In 2013, Tiffany’s 10,000-square-foot store on Greene Street in New York’s SoHo neighborhood was recognized with the Store of the Year award for excellence in retail design by the Association for Retail Environments.

The foundation for Anthony Robins’s career was set in his youth during summers working construction jobs in his hometown of New Orleans. While framing, setting drywall, and helping out with plumbing and electrical work for restorations of historic homes, Robins honed his eye for architectural detail.

The experience has since served him well in his work as an architect and real estate executive specializing in the high-end retail market for world-renowned brands such as Louis Vuitton, Dior, Ralph Lauren, and, most recently, Tiffany & Co. When designing and building space to display the goods of brands that have the highest standards regarding quality and panache, he’s found that even the smallest elements require attention.

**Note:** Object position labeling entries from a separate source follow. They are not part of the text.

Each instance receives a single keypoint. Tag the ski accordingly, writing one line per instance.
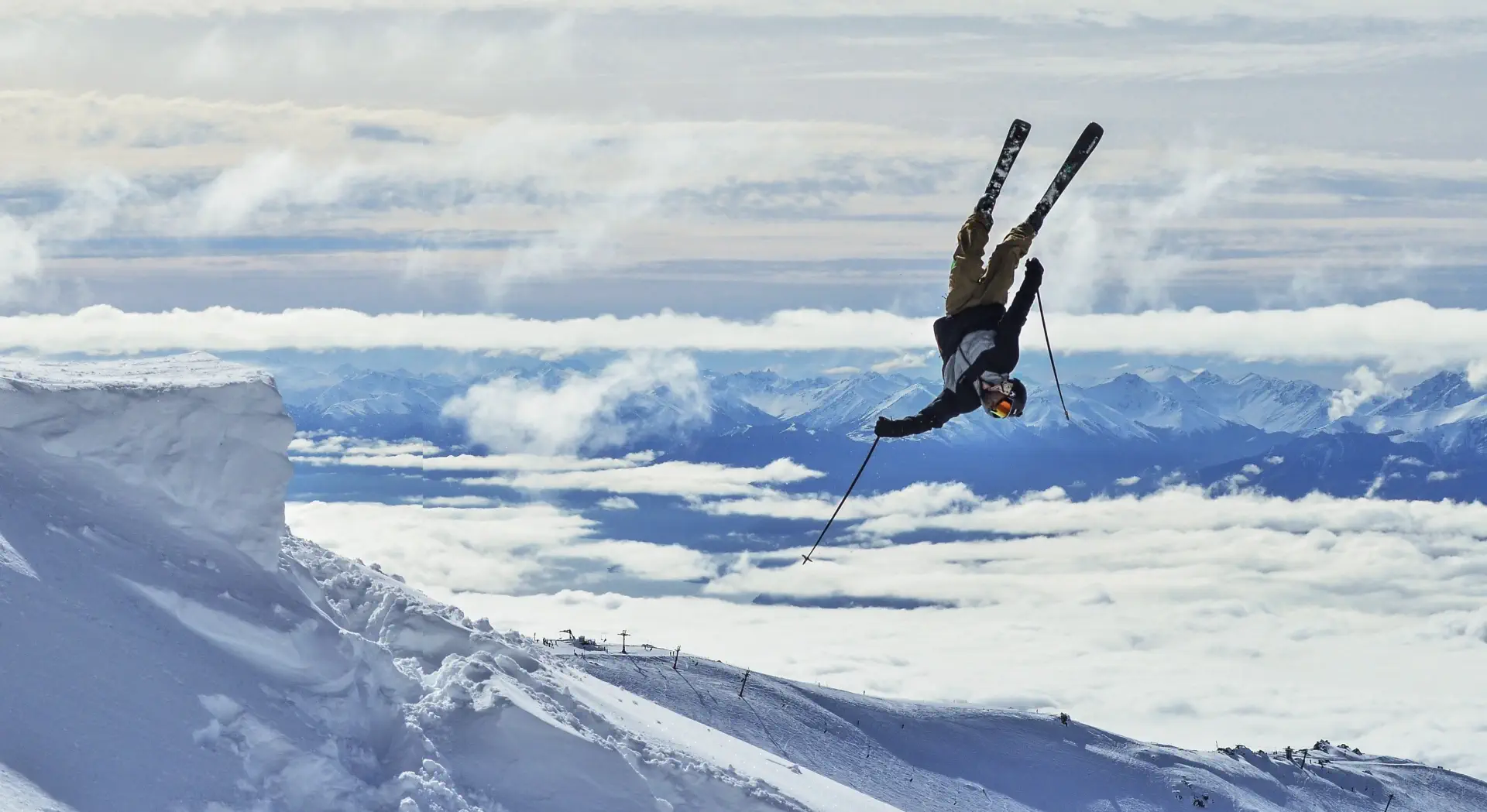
(1071, 166)
(1004, 166)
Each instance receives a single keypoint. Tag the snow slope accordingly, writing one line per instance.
(150, 662)
(161, 652)
(197, 439)
(924, 757)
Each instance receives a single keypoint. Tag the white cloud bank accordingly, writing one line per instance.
(641, 393)
(1108, 11)
(1389, 334)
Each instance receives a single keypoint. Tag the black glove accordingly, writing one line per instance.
(1034, 272)
(895, 427)
(984, 210)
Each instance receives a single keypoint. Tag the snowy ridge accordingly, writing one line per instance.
(926, 757)
(150, 665)
(204, 437)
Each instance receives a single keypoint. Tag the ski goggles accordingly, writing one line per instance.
(1001, 408)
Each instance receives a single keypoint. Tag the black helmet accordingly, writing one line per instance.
(1001, 396)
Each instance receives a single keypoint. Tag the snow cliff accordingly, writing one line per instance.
(166, 647)
(200, 439)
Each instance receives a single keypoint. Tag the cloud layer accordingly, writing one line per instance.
(1403, 335)
(637, 395)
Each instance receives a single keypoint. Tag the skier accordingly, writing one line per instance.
(977, 337)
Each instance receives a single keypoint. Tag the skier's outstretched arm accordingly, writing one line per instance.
(1011, 324)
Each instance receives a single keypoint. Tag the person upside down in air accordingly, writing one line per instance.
(977, 335)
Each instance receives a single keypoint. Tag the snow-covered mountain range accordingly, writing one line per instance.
(1150, 426)
(167, 646)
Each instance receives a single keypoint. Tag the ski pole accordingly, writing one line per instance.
(843, 500)
(1049, 344)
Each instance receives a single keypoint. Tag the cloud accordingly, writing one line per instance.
(1128, 242)
(1362, 385)
(19, 255)
(418, 454)
(1385, 334)
(1087, 11)
(1477, 375)
(637, 395)
(672, 478)
(909, 360)
(509, 547)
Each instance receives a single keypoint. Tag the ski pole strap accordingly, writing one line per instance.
(843, 500)
(1049, 344)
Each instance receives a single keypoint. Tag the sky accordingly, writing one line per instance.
(1281, 183)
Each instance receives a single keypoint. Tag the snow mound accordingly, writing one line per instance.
(924, 757)
(201, 439)
(166, 647)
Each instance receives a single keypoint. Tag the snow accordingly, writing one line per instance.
(922, 757)
(168, 647)
(200, 439)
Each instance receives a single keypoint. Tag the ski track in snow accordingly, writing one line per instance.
(155, 658)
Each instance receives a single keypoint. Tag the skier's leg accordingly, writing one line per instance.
(997, 283)
(966, 268)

“There’s a saying: ‘retail is detail,’” Robins says. “Luxury retail is obsession of detail. Everything has to have the same level of execution as the products, or there will be a disconnect that will hurt the brand.”

Robins’s professional career began during the third year of his five-year masters program in architecture at Tulane University. A friend commissioned him to design a 13,000-square-foot home in suburban New Orleans, and the project enabled him to exercise his developing formal design training and apply his hands-on construction experience. After finishing, Robins moved to Los Angeles and touted the house project in his pitch to architecture firms. “While I got many interviews, I began to realize that people were skeptical that I had really designed this large estate before graduating from college,” he says. So, he carried his hand-drawn project documents, a tactic that led to his first professional position.